Una idea. El sleeper de este año, ese programa del que nadie esperaba mucho pero que ahora todos citan obsesivamente fue La divina comida, de Chilevisión. Se trata de un show que trabaja una idea sencilla pero eficaz: cuatro figuras de la televisión cenan en las casas de los otros durante una semana. O sea, vemos cuatro casas que se visitan, cuatro cenas en las que se sirve entrada, plato de fondo y postre, además de aperitivos, bajativos y lo que venga. Cada menú está diseñado de modo temático en relación al anfitrión y cada cena es también la excusa para juegos, revelaciones y peleas y asperezas varias.

Aquello es divertido en la medida de que se trata de algo que explota una ligereza aparente, moldeado desde la idea del culto a la personalidad de quienes participan en cada capítulo, que exhiben así atisbos de su vida privada al espectador. Por lo mismo, lo mejor del show descansa justamente en el desastre: los platos que no resultan, las peleas pasajeras, los ajustes de cuentas, revelaciones espontáneas. Así vemos pataletas como las de Patricia López o José Antonio Neme; relatos sobre acoso sexual (Carla Ballero refiriéndose a Kike Morandé) y abuso infantil (Álvaro Gómez hablando de un sacerdote); y secretillos de la farándula local (Pablo Mackenna comentó el origen de una lesión de Mauricio Pinilla y Claudio Reyes confesó haber sido novio de la nieta de Pinochet).
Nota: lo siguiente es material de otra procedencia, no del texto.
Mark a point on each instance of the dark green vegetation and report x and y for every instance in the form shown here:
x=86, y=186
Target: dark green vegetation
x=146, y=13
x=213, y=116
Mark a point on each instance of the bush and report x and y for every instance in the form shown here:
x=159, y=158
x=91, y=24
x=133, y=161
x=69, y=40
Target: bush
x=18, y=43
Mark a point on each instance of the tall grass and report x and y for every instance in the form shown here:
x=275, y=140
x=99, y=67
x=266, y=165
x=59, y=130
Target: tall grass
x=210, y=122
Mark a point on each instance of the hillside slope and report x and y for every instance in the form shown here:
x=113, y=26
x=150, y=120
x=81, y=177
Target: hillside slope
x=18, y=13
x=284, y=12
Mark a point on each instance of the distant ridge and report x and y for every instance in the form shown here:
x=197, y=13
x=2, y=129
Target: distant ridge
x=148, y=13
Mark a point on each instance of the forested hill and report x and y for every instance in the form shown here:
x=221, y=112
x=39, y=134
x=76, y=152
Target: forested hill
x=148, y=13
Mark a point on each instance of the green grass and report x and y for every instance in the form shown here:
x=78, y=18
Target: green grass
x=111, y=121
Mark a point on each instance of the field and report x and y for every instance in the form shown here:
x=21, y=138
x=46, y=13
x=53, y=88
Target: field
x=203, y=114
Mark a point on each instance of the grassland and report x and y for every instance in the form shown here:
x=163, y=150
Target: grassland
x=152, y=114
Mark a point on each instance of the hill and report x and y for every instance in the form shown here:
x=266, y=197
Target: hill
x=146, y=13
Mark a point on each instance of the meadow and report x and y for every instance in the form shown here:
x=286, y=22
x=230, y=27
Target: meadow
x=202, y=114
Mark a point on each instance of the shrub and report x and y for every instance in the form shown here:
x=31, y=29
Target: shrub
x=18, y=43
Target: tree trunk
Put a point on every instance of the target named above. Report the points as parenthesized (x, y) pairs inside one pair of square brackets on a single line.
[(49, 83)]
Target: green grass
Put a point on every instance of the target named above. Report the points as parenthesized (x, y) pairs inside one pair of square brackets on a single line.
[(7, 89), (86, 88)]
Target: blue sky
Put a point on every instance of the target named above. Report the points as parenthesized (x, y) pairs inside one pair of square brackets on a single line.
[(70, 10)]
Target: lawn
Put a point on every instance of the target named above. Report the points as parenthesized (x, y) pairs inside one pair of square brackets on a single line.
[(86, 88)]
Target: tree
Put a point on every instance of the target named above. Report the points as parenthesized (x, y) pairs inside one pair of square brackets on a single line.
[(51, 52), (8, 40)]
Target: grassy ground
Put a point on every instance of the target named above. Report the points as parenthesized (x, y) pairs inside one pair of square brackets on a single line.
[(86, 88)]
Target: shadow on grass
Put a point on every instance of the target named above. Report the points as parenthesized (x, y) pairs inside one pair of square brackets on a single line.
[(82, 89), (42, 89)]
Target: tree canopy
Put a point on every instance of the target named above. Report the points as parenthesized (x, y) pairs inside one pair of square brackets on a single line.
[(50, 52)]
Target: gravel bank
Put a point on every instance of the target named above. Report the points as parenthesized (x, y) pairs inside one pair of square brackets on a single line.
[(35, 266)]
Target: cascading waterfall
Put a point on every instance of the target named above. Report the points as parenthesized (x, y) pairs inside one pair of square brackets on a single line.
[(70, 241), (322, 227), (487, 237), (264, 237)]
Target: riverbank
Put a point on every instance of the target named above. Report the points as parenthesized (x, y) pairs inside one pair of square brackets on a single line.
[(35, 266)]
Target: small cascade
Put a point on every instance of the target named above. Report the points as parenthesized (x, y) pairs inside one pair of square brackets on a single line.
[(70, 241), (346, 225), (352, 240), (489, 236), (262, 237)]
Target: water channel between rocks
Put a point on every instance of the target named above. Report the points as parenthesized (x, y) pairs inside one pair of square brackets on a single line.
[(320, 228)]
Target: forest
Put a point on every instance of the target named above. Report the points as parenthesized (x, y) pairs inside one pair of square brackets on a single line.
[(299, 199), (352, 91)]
Esto permite que la banalidad a ratos ceda paso a los apuntes de una intimidad quebradiza; un precario equilibrio el que le da sentido al programa. La divina comida habita ese lugar que los extintos programas de farándula dejaron vacante, al internarse en los mundos personales de personajes que han explotado su imagen pública a tal nivel que la han vuelto una caricatura. En ese sentido, el show es puro morbo televisivo, pura privacidad exhibida sin pudor, puras trayectorias disímiles en plena colisión en cámara; puros rostrillos suspendidos en el aire, figurines con aspiración de fama inmediata, personajes patéticos que esperan su segunda o tercera oportunidad en la pantalla.

En ese contexto, la comida es una metáfora de otra cosa, acaso una fiesta pagada o un ritual precario. Es lo que engancha del programa: la posibilidad de que los invitados de la semana dejen caer sus máscaras y se revelen como sujetos horribles, dominados por el ego, insuflados de su propia pompa. Así, en una tele que ha puesto a la cocina como una categoría capaz de representar la identidad local, La divina comida la exhibe como lo contrario: una especie de retrato deforme de la chilenidad, haciendo de eso algo tan atroz como adictivo.

Vale la pena verlo, pues el programa funciona porque muestra a las celebridades y rostrillos de la tele tal y como son: vulgares, siúticos, despojados de todo encanto. Los muestra en lugares que parecen departamentos pilotos, en habitaciones donde no hay un solo libro, haciendo juegos sexuales y chistes misóginos, muchas veces engalanados con el cotillón de la propia vanidad. El espectador mira todo lo anterior y quizás se relaja aunque la cámara posea cierto tono claustrofóbico, pues pocas veces lo cursi y lo chabacano habían sido filmados con tanta felicidad y urgencia.

Eso hace del show un retrato inesperado y eficaz de la tele chilena, un retrato que aparece de soslayo y es la contracara muchas veces monstruosa de Lugares que hablan o Plato único. Son quizás los restos de la farándula reaccionando ante la crisis del medio, exhibiendo los escombros de su privacidad como último recurso antes de la llegada del olvido. Mientras, la propia casa se convierte en un set terminal y la intimidad se presenta como la última ofrenda al dios brutal de la fama antes de que todo se termine de caer a pedazos.